Szczególną uwagę zwraca tu rola matek – zarówno w życiu Anthony’ego, jak i Kate. Lady Bridgerton, zawsze ciepła i pełna miłości, to prawdziwy filar rodziny. Choć przez lata dźwigała ciężar samotnego macierzyństwa po śmierci męża, nie pozwoliła, by jej ból przyćmił euforia wychowywania dzieci. Jej cierpliwość, oddanie i siła stanowią dla Anthony’ego punkt odniesienia, przypominając mu, czym jest rodzinna miłość i poświęcenie. W tej części wyraźnie widać, jak bardzo jej postawa ukształtowała Anthony’ego jako mężczyznę – i to nie tylko w kontekście jego poczucia obowiązku wobec rodzeństwa, ale również w sposobie, w jaki zaczyna myśleć o własnym przyszłym małżeństwie i ewentualnym ojcostwie.

Z kolei Kate mierzy się z nieco inną sytuacją. Jej relacja z macochą, Mary, pokazuje, iż macierzyństwo to nie tylko więzy krwi, ale także czułość i zaangażowanie, które mogą rozwinąć się między kobietami wbrew wszelkim trudnościom. Mary, choć nie jest biologiczną matką Kate, z oddaniem wychowała ją jak własną córkę, pokazując, iż prawdziwa miłość macierzyńska rodzi się z troski, cierpliwości i wspólnego pokonywania życiowych burz. To niezwykle wzruszający wątek, który pokazuje, iż matka to nie zawsze osoba, która nas urodziła – ale ta, która kocha, wspiera i chroni, niezależnie od przeciwności losu.

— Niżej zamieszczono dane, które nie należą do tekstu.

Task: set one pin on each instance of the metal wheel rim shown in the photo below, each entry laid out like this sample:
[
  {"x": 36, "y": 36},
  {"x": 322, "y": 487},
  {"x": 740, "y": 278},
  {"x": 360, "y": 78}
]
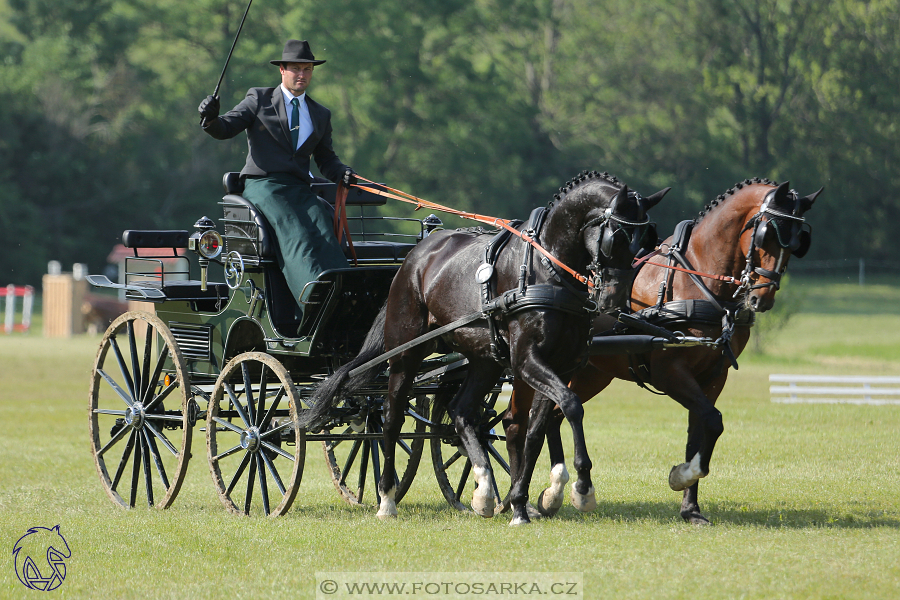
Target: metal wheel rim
[
  {"x": 130, "y": 386},
  {"x": 242, "y": 449}
]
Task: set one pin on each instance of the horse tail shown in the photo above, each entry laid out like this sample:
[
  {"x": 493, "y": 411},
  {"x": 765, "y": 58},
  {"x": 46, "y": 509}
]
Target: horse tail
[{"x": 328, "y": 393}]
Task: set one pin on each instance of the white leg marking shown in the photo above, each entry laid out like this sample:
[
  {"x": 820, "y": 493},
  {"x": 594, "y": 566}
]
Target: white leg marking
[
  {"x": 483, "y": 499},
  {"x": 685, "y": 475},
  {"x": 550, "y": 500},
  {"x": 584, "y": 502},
  {"x": 388, "y": 507}
]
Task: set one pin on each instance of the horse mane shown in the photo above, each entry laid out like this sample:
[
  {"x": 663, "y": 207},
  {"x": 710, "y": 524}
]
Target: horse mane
[
  {"x": 581, "y": 179},
  {"x": 721, "y": 198}
]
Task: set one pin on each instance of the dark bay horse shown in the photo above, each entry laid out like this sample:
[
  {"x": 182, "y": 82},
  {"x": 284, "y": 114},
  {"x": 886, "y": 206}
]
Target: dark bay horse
[
  {"x": 749, "y": 233},
  {"x": 539, "y": 315}
]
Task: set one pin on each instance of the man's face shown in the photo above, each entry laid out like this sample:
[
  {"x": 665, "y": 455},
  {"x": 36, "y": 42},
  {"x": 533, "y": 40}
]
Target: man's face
[{"x": 296, "y": 76}]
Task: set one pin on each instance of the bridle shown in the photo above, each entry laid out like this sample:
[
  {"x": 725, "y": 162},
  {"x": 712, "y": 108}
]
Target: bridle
[{"x": 798, "y": 241}]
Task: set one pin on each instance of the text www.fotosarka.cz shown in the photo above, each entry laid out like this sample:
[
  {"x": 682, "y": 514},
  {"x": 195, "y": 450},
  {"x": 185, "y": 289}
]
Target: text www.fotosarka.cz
[{"x": 448, "y": 585}]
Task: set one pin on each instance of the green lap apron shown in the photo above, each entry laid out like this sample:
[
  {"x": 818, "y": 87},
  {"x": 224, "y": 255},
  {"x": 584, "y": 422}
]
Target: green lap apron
[{"x": 303, "y": 229}]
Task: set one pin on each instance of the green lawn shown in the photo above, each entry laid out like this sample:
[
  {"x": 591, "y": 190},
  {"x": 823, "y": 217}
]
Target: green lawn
[{"x": 805, "y": 499}]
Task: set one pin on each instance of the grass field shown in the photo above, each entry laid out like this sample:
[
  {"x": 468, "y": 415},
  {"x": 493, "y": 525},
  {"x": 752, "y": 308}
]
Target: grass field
[{"x": 805, "y": 499}]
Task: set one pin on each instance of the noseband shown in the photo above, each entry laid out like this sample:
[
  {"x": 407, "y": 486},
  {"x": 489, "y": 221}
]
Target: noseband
[{"x": 798, "y": 241}]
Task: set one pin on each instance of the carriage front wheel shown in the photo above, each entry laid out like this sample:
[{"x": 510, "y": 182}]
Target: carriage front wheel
[
  {"x": 141, "y": 412},
  {"x": 255, "y": 446}
]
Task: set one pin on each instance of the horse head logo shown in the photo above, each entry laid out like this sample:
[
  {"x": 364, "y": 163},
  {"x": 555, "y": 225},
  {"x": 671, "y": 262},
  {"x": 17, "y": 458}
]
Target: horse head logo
[{"x": 40, "y": 557}]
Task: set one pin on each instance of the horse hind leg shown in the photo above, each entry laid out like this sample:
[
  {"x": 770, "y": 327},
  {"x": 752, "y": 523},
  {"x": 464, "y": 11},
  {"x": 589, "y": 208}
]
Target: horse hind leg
[{"x": 550, "y": 499}]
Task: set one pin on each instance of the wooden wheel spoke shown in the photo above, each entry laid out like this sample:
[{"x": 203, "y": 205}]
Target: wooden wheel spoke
[
  {"x": 273, "y": 472},
  {"x": 228, "y": 425},
  {"x": 148, "y": 480},
  {"x": 135, "y": 472},
  {"x": 126, "y": 454},
  {"x": 157, "y": 373},
  {"x": 162, "y": 395},
  {"x": 114, "y": 440},
  {"x": 263, "y": 487},
  {"x": 135, "y": 365},
  {"x": 237, "y": 405},
  {"x": 237, "y": 475},
  {"x": 276, "y": 430},
  {"x": 248, "y": 394},
  {"x": 274, "y": 407},
  {"x": 228, "y": 452},
  {"x": 163, "y": 439},
  {"x": 261, "y": 413},
  {"x": 116, "y": 387},
  {"x": 277, "y": 450},
  {"x": 248, "y": 499},
  {"x": 145, "y": 365}
]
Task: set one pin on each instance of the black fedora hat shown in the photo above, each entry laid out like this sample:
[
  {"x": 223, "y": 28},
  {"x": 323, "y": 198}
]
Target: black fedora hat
[{"x": 297, "y": 51}]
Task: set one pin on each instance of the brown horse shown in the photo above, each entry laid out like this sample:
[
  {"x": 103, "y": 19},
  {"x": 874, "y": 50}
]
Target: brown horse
[
  {"x": 748, "y": 234},
  {"x": 539, "y": 316}
]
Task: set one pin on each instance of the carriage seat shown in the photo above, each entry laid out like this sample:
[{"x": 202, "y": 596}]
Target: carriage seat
[{"x": 248, "y": 232}]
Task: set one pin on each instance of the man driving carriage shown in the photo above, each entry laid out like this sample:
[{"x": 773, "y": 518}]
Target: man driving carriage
[{"x": 284, "y": 128}]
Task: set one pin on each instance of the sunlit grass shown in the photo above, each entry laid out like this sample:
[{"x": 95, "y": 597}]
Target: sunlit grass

Wszystko to zostało zamknięte w przepięknym wydaniu z barwionymi krawędziami – niczym pałacowa papeteria. Twarda oprawa, estetyczny papier i czytelna czcionka sprawiają, iż książkę nie tylko świetnie się czyta, ale także przyjemnie trzyma w dłoniach.

Ktoś mnie pokochał Julii Quin to idealny przepis na wieczór z książką i filiżanką herbaty – pełen humoru, słodyczy i refleksji nad tym, iż czasem miłość czai się tam, gdzie najmniej się jej spodziewamy.